Although clinical practice guidelines recommend sentinel lymph node (SLN) biopsy for many patients with clinically node-negative melanoma, a new analysis from the National Cancer Database (NCDB) of the American College of Surgeons (ACS) has found approximately half of patients do not receive recommended evaluation of their lymph nodes and that the type of health insurance a patient has, the type of hospital delivering treatment, and the hospital's geographic region are all associated with provider compliance with those guidelines.
In 1998, the National Comprehensive Cancer Network (NCCN) adopted the practice guideline that physicians should offer sentinel lymph node biopsy to patients with Clinical Stage IB or II melanoma as a tool to stage the disease and help guide treatment decisions. This new NCDB study confirmed previous findings that only about half of eligible patients actually undergo the procedure.
"There obviously needs to be education of providers at multiple levels-the primary care physician, the dermatologist, and even the surgeon-that sentinel lymph node biopsy is not only acceptable but is beneficial in staging and clinical decision making for patients with Stage IB or II melanomas," according to lead author Karl Bilimoria, MD, MS, who was an American College of Surgeons (ACS) Research Fellow based at the Feinberg School of Medicine, Northwestern University, Chicago, IL, at the time the study was conducted.
The NDCB study findings were recently published online in the Journal of Clinical Oncology, and will appear in a print version of the journal later this year. Dr. Bilimoria and colleagues analyzed hospital data from the NCDB on 16,598 patients with melanoma. "Variance in adherence to cancer care guidelines can be a call for improved provider education or reconsideration of health policy," according to senior author Julie Lange, MD, ScM, FACS, associate professor of surgery, oncology and dermatology at Johns Hopkins Medicine in Baltimore, MD, and a member of the NCCN Melanoma Committee.

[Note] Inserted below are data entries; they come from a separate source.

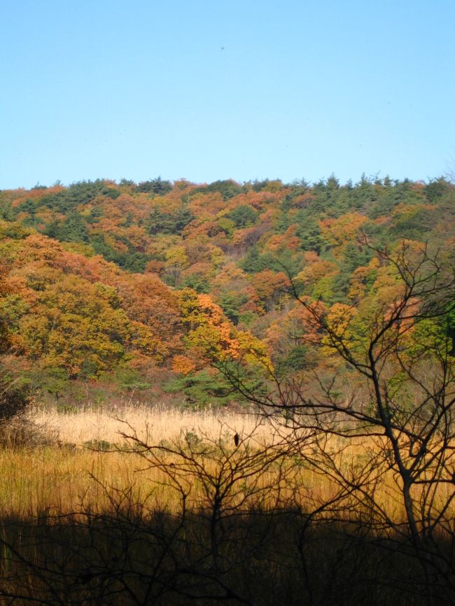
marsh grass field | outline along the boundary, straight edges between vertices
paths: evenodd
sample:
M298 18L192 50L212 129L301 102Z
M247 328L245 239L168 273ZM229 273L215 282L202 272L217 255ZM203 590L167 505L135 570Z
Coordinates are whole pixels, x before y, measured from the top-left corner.
M29 414L41 443L12 436L0 451L1 606L426 603L393 479L376 488L391 533L310 469L314 444L283 456L282 422L160 407ZM346 474L378 447L330 440Z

The researchers found that patients with Clinical Stage IB or II melanoma were far more likely to undergo SLN biopsy if they were treated at NCCN centers or National Cancer Institute-designated centers: 60 percent for this group compared with 25 percent at Veterans Affairs centers and 43 percent at community hospitals.
The ACS researchers also found that a significantly higher percentage of melanoma patients with private insurance had sentinel lymph node biopsy for Stage IB or II disease compared with those on Medicare or Medicaid. Likewise, the researchers identified regional variances in the proportion of melanoma patients who had sentinel lymph node biopsy. For example, patients treated in the South and Northeast had the lowest proportional rates of SLN biopsy, while the Pacific and Great Lakes regions had the highest.